I think the answer to your question has two parts.
Part of it is that after a prolonged period of assessment, from a medical perspective, our job is to give them what's called a temporary category or a permanent category.
A temporary category means a person is still in flux, transition; they have not stabilized one way or the other. Once they've stabilized, meaning they're completely better or they've reached a plateau, a level at which we are confident they're not going to fundamentally change, we will give them a permanent category: they need regular specialty care, or a certain amount or type of sleep. There are, as you know, restrictions based on medical requirements.
That's what we do. Once we make a determination, that file goes to the director of military careers administration, the DMCA, who looks at it and determines whether that individual's rank, trade, and limitations are compatible with ongoing service in that trade or in another trade in the military that they could potentially remuster to.
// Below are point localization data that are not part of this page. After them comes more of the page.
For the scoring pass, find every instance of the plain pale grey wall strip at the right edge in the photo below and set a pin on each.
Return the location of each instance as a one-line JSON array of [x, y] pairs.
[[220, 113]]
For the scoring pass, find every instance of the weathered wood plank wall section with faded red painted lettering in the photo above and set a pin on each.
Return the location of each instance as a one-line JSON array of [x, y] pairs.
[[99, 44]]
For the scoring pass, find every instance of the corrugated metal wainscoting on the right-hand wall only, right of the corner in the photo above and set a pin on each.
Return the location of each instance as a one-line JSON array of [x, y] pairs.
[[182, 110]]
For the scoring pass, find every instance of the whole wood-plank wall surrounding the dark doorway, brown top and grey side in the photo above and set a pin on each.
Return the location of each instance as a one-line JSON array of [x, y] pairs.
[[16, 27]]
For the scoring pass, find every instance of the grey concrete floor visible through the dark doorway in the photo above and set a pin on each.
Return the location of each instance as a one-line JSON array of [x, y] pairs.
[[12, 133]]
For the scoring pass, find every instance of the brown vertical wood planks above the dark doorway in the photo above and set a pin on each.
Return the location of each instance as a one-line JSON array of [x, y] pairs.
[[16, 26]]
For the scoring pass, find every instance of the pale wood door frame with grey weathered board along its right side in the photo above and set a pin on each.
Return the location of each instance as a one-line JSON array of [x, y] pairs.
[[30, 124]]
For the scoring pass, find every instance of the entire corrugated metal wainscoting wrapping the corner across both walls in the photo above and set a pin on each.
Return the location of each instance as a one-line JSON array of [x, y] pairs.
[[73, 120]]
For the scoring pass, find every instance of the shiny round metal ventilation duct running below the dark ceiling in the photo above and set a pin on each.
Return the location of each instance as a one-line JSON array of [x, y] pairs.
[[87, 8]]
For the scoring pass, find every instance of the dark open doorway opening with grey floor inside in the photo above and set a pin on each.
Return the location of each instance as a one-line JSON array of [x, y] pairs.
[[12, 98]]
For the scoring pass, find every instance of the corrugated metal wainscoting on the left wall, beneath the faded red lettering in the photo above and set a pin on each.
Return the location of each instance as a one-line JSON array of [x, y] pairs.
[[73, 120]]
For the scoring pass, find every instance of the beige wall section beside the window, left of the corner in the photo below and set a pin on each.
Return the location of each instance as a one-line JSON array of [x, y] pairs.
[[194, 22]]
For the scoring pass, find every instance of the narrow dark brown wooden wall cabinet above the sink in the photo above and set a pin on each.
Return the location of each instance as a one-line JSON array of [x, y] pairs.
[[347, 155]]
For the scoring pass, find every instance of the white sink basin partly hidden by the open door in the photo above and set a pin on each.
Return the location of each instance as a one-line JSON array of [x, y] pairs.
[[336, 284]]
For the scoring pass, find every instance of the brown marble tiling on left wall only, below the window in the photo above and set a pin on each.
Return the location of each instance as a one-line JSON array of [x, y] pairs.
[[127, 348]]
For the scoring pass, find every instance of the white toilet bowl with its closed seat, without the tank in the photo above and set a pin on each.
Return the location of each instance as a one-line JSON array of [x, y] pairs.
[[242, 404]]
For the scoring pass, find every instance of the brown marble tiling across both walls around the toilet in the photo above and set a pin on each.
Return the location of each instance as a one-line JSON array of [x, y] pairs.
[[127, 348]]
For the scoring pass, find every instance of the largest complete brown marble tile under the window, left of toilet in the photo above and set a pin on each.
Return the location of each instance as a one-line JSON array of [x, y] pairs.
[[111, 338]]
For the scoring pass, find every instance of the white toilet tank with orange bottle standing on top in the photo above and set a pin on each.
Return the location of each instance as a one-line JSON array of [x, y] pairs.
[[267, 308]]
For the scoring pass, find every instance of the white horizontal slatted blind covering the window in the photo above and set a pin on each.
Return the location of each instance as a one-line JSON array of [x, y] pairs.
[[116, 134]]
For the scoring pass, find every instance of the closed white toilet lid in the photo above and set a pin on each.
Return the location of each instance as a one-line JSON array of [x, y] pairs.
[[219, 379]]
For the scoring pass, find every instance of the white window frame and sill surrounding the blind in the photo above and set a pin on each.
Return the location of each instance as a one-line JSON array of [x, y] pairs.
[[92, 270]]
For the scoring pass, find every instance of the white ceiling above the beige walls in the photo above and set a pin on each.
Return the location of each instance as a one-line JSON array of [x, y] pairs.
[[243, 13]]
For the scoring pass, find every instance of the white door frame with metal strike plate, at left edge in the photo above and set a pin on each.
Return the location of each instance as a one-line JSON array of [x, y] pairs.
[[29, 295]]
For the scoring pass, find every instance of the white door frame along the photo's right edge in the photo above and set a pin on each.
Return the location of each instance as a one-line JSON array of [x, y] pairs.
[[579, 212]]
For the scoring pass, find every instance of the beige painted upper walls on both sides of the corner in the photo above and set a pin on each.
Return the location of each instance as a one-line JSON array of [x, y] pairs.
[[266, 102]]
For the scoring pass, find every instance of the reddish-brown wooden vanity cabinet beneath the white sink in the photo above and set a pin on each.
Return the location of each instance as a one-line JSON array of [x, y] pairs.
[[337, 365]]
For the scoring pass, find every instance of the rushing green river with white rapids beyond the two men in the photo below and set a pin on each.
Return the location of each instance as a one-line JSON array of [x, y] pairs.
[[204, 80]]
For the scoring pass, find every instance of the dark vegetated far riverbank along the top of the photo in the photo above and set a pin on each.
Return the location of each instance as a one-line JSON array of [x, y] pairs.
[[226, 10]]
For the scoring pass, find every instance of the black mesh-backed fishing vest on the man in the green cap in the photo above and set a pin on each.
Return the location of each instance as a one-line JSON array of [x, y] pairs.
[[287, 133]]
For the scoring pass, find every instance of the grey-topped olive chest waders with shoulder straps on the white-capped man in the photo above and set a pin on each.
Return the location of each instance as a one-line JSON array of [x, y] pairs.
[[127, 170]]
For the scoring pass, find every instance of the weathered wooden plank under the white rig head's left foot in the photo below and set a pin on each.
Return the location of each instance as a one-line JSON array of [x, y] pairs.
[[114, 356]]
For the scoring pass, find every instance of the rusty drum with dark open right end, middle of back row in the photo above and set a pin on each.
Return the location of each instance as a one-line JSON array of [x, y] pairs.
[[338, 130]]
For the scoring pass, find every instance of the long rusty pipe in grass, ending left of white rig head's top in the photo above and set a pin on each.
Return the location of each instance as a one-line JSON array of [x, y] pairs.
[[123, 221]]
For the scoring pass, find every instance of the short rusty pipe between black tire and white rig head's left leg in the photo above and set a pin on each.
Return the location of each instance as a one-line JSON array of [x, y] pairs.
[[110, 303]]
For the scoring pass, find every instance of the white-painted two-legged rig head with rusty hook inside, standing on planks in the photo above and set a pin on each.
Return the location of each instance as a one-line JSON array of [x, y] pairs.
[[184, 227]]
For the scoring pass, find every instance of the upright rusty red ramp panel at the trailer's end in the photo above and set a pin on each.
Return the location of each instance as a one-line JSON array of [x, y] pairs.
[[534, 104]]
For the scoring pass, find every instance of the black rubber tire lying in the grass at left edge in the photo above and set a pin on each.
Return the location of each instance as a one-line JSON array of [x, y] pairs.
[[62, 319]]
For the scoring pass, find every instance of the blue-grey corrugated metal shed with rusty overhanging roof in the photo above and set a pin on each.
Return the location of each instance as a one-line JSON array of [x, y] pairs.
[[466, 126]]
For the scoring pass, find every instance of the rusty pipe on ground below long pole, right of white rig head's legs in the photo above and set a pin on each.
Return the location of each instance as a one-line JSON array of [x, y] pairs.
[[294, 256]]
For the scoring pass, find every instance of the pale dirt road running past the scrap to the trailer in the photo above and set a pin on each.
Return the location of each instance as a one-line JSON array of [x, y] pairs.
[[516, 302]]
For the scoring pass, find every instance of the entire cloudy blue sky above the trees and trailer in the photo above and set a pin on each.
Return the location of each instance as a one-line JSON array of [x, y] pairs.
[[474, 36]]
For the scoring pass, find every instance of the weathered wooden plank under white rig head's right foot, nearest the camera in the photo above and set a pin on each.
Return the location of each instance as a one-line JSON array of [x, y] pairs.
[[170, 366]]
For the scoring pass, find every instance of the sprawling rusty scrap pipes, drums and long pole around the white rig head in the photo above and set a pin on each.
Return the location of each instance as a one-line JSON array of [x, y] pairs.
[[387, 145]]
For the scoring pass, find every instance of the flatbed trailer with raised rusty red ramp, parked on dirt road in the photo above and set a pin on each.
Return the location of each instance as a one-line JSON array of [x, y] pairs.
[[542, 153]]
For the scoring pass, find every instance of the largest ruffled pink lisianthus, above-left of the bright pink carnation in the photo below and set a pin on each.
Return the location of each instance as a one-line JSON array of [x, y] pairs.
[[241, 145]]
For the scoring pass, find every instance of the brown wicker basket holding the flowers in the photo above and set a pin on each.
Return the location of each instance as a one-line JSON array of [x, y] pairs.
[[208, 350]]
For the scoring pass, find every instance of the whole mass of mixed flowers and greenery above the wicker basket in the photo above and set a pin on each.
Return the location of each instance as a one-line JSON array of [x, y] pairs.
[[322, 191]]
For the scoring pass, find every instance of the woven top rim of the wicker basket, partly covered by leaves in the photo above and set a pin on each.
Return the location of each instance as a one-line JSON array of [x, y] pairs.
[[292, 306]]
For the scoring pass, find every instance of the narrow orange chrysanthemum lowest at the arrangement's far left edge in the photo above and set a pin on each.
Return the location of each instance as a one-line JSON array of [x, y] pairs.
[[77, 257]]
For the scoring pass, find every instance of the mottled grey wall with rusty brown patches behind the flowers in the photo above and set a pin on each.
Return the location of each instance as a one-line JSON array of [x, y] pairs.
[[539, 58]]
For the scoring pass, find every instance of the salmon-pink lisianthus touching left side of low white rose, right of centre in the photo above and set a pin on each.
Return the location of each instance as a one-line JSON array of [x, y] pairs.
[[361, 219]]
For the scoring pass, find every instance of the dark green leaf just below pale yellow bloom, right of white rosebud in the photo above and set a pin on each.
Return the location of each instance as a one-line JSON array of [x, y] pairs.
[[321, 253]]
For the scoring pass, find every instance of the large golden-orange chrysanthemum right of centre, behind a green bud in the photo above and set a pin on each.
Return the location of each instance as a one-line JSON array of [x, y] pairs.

If they can, then they're retained, but if they cannot, then they violate universality of service, and the only option is release.
In that regard, that becomes more pressing and a very important issue the smaller the military is. The more and more people you have who are medically unfit, they hold military billets and other people can't be promoted into those positions, and neither can other people be recruited to fill them.
While you're carrying that person in terms of both pay and position, the rest of the Canadian Forces gets relatively smaller. Now you have a greater burden on the remaining people for both operational and personal tempo. That will drive up their fatigue, and it's more likely they'll get out also.